Since cloudflare became useless for people who want free ddos protection, what is a new/better (existing) protection against ddos attacks beside a proxy?
Discussion opened![]()
Since cloudflare became useless for people who want free ddos protection, what is a new/better (existing) protection against ddos attacks beside a proxy?
Discussion opened![]()
Cloudflare isn't useless. It does its job which it was always meant to do. Most of you won't even get attacks big enough to worry.
JavaPipe.com is good for emulator protection though.
I found a new way to protect your hotel against ddos attacks.
I think installing CSF is a good option to protect yourself. It's a new and better firewall.

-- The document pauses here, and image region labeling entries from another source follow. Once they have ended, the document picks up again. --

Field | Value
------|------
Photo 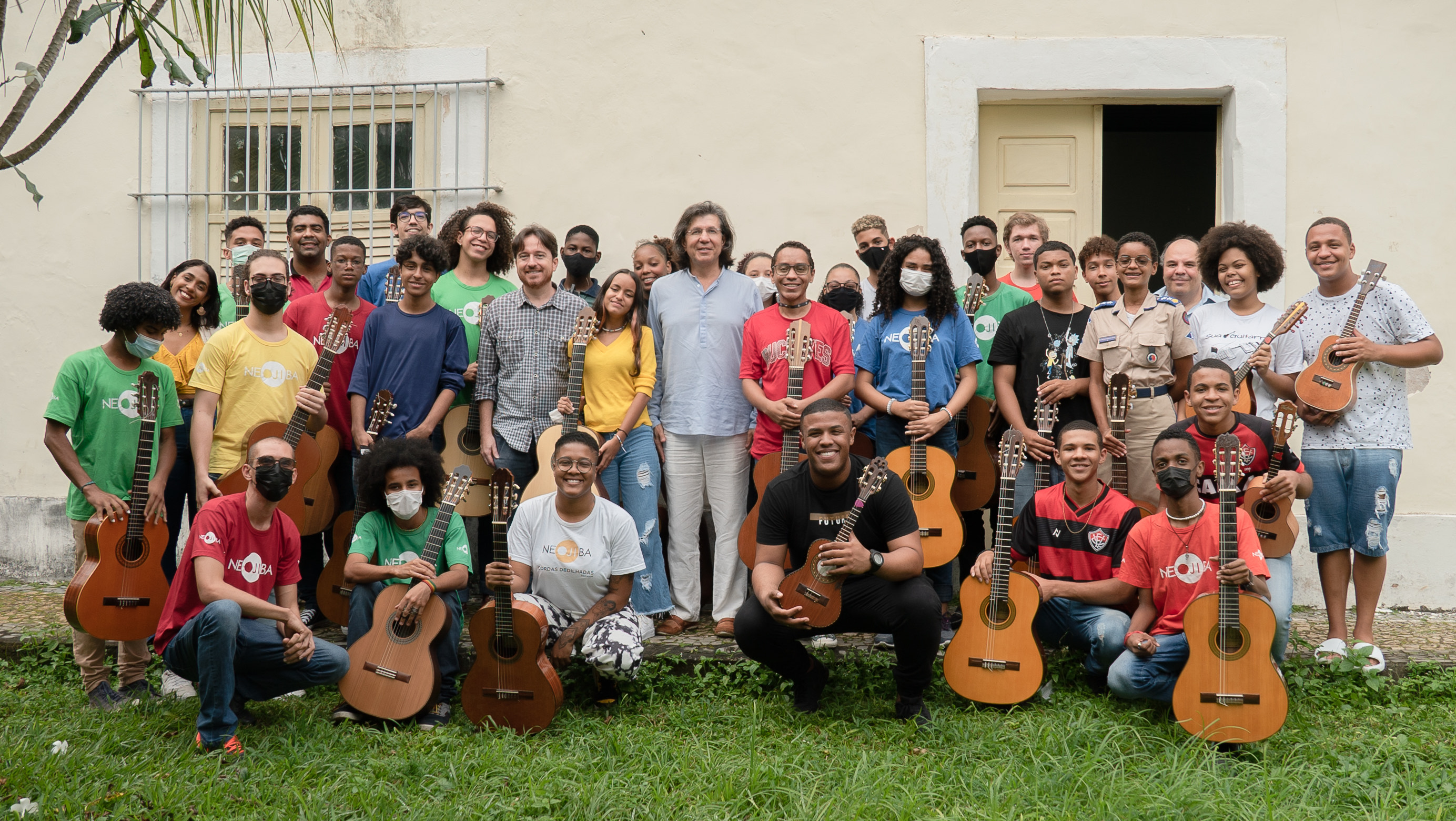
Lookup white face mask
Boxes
[385,490,425,518]
[900,268,933,297]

Once again, software/hardware firewalls are useless if the attack saturates your connection. Which could be easily done with a $20 VPS with a 1 Gbit uplink. Soft/Hardware firewalls are good for application specific attacks. For example if someone was flooding your webserver with GET requests a software firewall would be good enough at dealing with this. However with a DDoS attack on the network layer its much different. Picture a river trying to cram itself down a drainage pipe, that's what a DDoS is. You're fucked before it even reaches your server.
Ok, give me a better option to protect you retro against a ddos attack beside a proxy. If you don't take some action to protect your vps, you only have to wink and your vps ddosed or booted. That's what this retro community became.

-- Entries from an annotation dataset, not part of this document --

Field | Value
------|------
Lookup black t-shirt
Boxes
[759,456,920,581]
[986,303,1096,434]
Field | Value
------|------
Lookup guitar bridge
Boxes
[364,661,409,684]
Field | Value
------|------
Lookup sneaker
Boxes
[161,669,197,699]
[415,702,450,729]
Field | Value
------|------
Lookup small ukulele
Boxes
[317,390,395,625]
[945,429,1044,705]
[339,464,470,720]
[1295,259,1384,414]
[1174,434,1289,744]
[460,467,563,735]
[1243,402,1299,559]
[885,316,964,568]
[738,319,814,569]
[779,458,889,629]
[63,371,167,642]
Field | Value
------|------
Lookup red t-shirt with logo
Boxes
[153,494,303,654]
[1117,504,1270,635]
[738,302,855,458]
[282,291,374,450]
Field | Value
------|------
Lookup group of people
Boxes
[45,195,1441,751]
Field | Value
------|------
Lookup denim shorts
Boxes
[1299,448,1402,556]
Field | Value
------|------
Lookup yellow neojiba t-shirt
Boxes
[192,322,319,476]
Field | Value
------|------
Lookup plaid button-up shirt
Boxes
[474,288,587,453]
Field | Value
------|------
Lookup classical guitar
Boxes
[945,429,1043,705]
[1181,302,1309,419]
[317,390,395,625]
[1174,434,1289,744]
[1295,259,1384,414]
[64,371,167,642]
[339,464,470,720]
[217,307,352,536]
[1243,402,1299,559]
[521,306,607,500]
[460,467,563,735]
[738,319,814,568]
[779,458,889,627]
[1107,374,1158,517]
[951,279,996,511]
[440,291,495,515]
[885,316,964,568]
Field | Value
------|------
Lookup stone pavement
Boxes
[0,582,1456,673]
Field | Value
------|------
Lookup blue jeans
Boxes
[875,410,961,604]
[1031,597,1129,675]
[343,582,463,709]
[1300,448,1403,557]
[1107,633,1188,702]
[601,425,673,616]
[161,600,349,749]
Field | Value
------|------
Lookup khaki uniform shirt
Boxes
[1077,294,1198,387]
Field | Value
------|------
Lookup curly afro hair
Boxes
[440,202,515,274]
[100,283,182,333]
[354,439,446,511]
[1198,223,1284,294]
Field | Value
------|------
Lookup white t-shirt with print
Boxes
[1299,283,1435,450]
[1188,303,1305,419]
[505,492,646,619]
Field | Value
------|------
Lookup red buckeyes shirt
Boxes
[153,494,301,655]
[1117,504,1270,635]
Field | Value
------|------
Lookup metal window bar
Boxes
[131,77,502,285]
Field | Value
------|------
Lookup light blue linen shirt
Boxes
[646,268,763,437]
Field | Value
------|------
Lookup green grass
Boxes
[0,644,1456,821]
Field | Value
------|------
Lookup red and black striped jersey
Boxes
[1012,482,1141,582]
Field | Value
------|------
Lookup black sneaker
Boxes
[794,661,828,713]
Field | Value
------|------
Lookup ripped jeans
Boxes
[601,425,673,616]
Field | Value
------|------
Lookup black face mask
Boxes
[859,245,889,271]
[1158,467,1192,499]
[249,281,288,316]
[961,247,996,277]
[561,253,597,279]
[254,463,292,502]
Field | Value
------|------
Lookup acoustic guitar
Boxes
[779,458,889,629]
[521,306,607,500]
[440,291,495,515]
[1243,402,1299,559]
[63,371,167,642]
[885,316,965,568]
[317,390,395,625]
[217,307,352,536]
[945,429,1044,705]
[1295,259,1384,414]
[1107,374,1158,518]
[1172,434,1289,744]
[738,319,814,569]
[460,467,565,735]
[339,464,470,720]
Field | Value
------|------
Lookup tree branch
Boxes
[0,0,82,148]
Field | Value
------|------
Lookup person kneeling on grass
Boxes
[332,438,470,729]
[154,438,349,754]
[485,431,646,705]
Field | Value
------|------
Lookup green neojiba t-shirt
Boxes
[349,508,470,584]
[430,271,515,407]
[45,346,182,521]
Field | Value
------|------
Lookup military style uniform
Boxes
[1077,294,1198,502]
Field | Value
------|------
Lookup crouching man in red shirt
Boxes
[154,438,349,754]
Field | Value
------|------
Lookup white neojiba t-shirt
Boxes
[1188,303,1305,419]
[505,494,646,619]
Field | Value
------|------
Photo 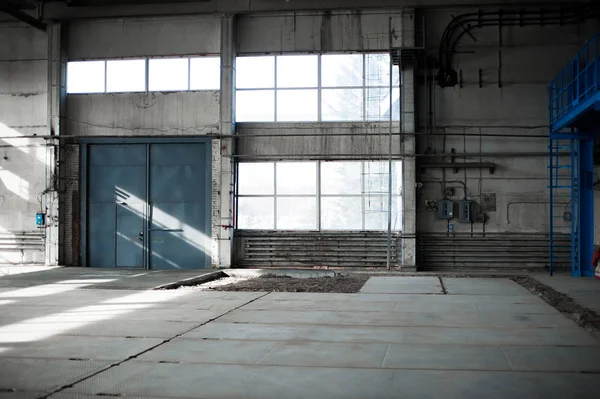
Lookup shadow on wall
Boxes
[0,122,46,264]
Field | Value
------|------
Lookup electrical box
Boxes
[35,212,46,227]
[458,200,473,223]
[437,200,454,219]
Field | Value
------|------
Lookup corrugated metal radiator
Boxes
[0,231,46,251]
[417,233,571,271]
[234,230,401,268]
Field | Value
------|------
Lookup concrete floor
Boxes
[0,269,600,399]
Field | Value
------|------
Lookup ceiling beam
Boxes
[0,4,46,32]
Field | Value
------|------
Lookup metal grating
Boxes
[417,233,571,271]
[234,230,400,268]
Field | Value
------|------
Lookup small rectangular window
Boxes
[277,55,319,88]
[190,57,221,90]
[148,58,189,91]
[238,162,275,195]
[106,60,146,93]
[67,61,106,93]
[277,197,317,230]
[365,53,400,87]
[321,162,362,195]
[321,89,363,121]
[235,56,275,89]
[321,197,362,230]
[277,89,319,122]
[276,162,317,195]
[235,90,275,122]
[238,197,275,230]
[321,54,363,87]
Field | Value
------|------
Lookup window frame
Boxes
[67,54,222,95]
[235,159,404,232]
[235,52,402,123]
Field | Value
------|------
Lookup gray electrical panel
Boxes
[437,200,454,219]
[458,200,473,223]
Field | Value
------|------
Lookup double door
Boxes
[84,143,211,269]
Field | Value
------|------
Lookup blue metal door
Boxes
[87,144,147,268]
[148,143,211,269]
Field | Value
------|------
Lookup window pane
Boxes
[148,58,188,91]
[321,162,362,195]
[365,196,402,231]
[321,89,363,121]
[67,61,105,93]
[321,54,363,87]
[190,57,221,90]
[106,60,146,93]
[365,87,400,121]
[276,162,317,195]
[238,197,275,230]
[277,90,319,122]
[277,197,317,230]
[235,90,275,122]
[321,197,362,230]
[238,162,275,195]
[277,162,317,195]
[365,54,400,87]
[277,55,319,87]
[364,161,402,195]
[235,56,275,89]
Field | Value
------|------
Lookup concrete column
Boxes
[213,15,236,267]
[42,23,67,265]
[400,9,417,270]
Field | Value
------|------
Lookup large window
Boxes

(P.s. I know software/hardware can't protect you against ddos but it can do atleast something :/)
You can go with HyperFilter, but probably for you it should cost 'too much', but in case money is not an issue, then they are certainly the solution..., they aren't the most expensive on the market, but also they won't sell you something for U$$ 13.99 lol.
I was using Debian and ip tables - I made a script that blacklisted any IP with 40+ simultaneous connections, worked quite fine, no downtime.
Use Kiwiguard to block ips. And stop ddos attacks. :)
Stopping a DDOS/DOS attack with your own server (VPS or dedicated) is fine under the following conditions.
1. The total throughput of the attack is less than the bandwidth available to you (could be the port speed. or less if its shared)
2. Your CPU and network hardware can handle the PPS, usually software (kernel) aproaches are limited to a few k PPS, specialized hardware can provide protection in the millions of PPS.
3. You have adequate experience in writing iptables rules.
4. Your provider doesn't nullroute your IP address to reduce cost (they will normally do this to protect their own network)
Hardware will always trump software, but its more pricey.